En el ejemplo que usamos en base a Kelton asumimos una tasa impositiva fija por persona. En la realidad, las tasas impositivas suelen depender positivamente del nivel de actividad. En este sentido, la recaudación es una variable endógena, resultante del proceso económico. Así, el ciclo de la economía del Estado comienza por una decisión de gasto, que es autónoma, la cual incide, de acuerdo con distintos parámetros, canales y procesos, en un determinado nivel de actividad, el cual, a su vez, repercute sobre la recaudación. Esta recaudación final puede ser mayor, menor o igual que el gasto inicial, con lo que el déficit o superávit fiscal también es endógeno. Pero en el período siguiente el Estado volverá a gastar autónomamente, no en función de lo que haya recaudado en el período anterior. Y esa recaudación habrá significado cierta redistribución del ingreso, cierto desaliento a conductas indeseadas y cierta configuración de precios relativos. Y, desde ya, cierta demanda de cosas que se pueden comprar con pesos, sea bienes, bonos, dólares, etc.

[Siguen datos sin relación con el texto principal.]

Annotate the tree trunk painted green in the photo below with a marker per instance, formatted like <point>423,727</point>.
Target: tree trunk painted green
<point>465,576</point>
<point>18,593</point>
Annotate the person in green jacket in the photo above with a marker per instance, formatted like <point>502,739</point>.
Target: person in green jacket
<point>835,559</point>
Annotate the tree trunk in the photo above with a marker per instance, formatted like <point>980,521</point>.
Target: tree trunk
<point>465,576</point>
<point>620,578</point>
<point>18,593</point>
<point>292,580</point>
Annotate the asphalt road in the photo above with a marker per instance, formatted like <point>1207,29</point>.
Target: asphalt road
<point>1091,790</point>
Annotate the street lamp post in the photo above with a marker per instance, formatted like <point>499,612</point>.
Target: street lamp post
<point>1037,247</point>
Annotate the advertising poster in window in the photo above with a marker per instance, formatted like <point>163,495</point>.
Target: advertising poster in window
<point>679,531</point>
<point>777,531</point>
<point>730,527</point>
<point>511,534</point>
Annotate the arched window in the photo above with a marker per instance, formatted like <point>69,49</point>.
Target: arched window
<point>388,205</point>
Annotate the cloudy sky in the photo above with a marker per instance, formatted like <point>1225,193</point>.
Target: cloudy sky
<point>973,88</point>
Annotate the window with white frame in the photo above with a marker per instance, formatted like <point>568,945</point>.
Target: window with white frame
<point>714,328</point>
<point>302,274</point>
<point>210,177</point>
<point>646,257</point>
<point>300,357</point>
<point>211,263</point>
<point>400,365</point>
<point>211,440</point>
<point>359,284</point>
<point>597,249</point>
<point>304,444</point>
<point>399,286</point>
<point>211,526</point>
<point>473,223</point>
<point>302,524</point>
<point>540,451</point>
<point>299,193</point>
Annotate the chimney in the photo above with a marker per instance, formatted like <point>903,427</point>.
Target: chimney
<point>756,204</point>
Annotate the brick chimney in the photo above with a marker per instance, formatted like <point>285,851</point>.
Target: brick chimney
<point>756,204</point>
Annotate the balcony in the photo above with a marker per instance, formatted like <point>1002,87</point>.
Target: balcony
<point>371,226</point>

Entonces, cuando alguien nos diga que la universidad pública o el hospital público, o cualquier política de gasto, no son gratis porque alguien los paga mediante impuestos, la respuesta necesaria es que eso es falso. Al contrario. Son los gastos autónomos -del Estado y otros- los que estimulan la demanda y los gastos inducidos por ella, aumentan la producción y el empleo y hacen que los ciudadanos -sean trabajadores, empresarios, comerciantes, etc.- paguen impuestos. Es el gasto el que genera recaudación y no al revés. La clave analítica -compleja, porque estamos demasiado acostumbrados a un sentido común ortodoxo- es siempre empezar por los determinantes de las cantidades producidas. Si comenzamos endogeneizando el nivel de producto y deshaciéndonos de la Ley de Say que se nos impone sin pedirlo, es mucho más sencillo desarmar los argumentos de una ortodoxia que no deja de construir un sentido común exacerbadamente vulgar.